Na Argentina, a Frente de Todos não celebrou ontem um resultado eleitoral, mas o fato de ter evitado a derrota política de seu projeto.
Na Argentina, a Frente de Todos não celebrou ontem um resultado eleitoral, mas o fato de ter evitado a derrota política de seu projeto. Por Federico Dalponte | Notas Periodismo Popular – Tradução de Joana Arete para a Revista Opera
(Foto: Casa Rosada)

A diferença entre as eleições gerais e as primárias acabou sendo, no fim do dia, a diferença que existe entre uma derrota eleitoral e uma derrota política. O peronismo perdeu as legislativas, como acontece sucessivamente desde 2009 e com cifras já frequentes há três décadas. Mas não chegará a 2023 derrotado, o que não é pouco.

O pior cenário para a Frente de Todos teria sido uma ampliação do seu retrocesso eleitoral. O que teria terminado, como na maioria das vezes, com pressões exógenas sobre a necessidade de escutar a mensagem das urnas.
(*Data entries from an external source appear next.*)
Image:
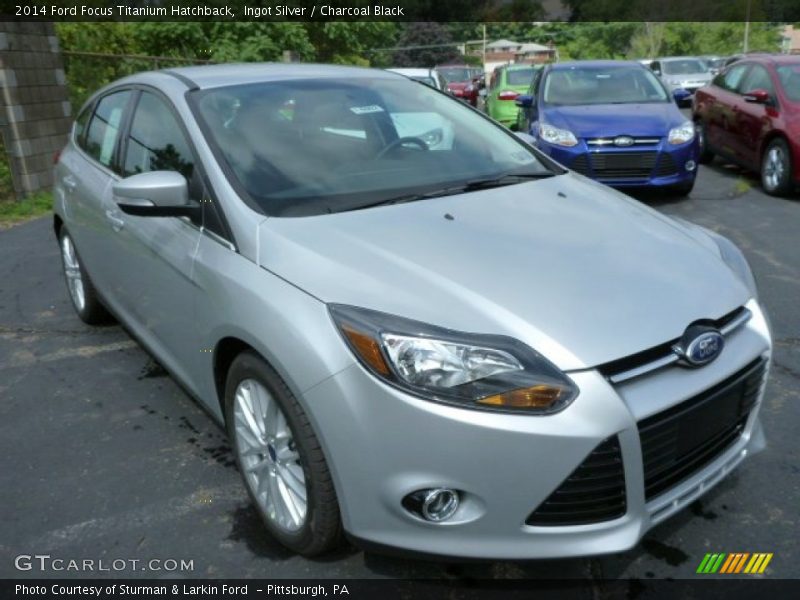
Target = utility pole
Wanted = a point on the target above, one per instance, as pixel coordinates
(747, 29)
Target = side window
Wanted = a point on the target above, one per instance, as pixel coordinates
(103, 130)
(80, 124)
(733, 77)
(156, 141)
(758, 79)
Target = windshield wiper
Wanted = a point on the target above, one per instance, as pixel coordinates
(469, 186)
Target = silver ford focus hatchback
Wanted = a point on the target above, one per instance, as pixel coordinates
(416, 329)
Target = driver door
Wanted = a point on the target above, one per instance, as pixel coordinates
(154, 256)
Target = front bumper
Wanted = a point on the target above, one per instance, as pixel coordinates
(382, 444)
(660, 165)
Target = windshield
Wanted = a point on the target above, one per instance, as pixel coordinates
(789, 76)
(519, 76)
(302, 147)
(456, 74)
(603, 85)
(426, 80)
(684, 66)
Como se tal coisa fosse fácil ou sequer possível; como se milhões de pessoas votando em uma dezena de direções diferentes pudesse significar algo único.

De qualquer forma, teria levado o governo a capitular e talvez também a pensar que os 70% da população que não vota no oficialismo são os que estão corretos e os que precisam ser agradados. Cenário perigoso quando uma maioria de direita está clamando, por exemplo, pelo fim das indenizações trabalhistas, pelo déficit zero, pela liberação da conta de capital e por uma rápida rendição ao FMI. Em rigor, nada mais característico de uma derrota política do que governar com a agenda do adversário.

Em termos eleitorais, o óbvio: a Frente de Todos perdeu neste domingo. Perdeu dois deputados, mas reteve a presidência do corpo; perdeu o quorum próprio no Senado, mas precisa conseguir apenas um voto para aprovar leis; perdeu em território bonaerense, mas empatou na distribuição de vagas; perdeu em sete províncias onde tradicionalmente ganha, mas reverteu o resultado em outras duas; retrocedeu, definitivamente, em ambas câmaras do Congresso, mas continuará sendo o maior bloco nas duas.

Tudo insípido, pode-se dizer com razão, mas esse é o resumo frio do dia. Um equilíbrio de celebrações em que ninguém controlará o Congresso e onde todos poderão olhar para 2023 com certa ilusão. Que todos digam que ganharam, isso é polarização, como dizia o cientista político Facundo Cruz ontem à noite. 

E é verdade. A coalizão Juntos por el Cambio adverte que seu piso eleitoral alcança, invariavelmente, 40 pontos. A Frente de Todos, por sua vez, avisa que ainda tem mais dois anos a cargo do Executivo, a ferramenta mais eficaz para fazer política e incidir sobre a vida de um país.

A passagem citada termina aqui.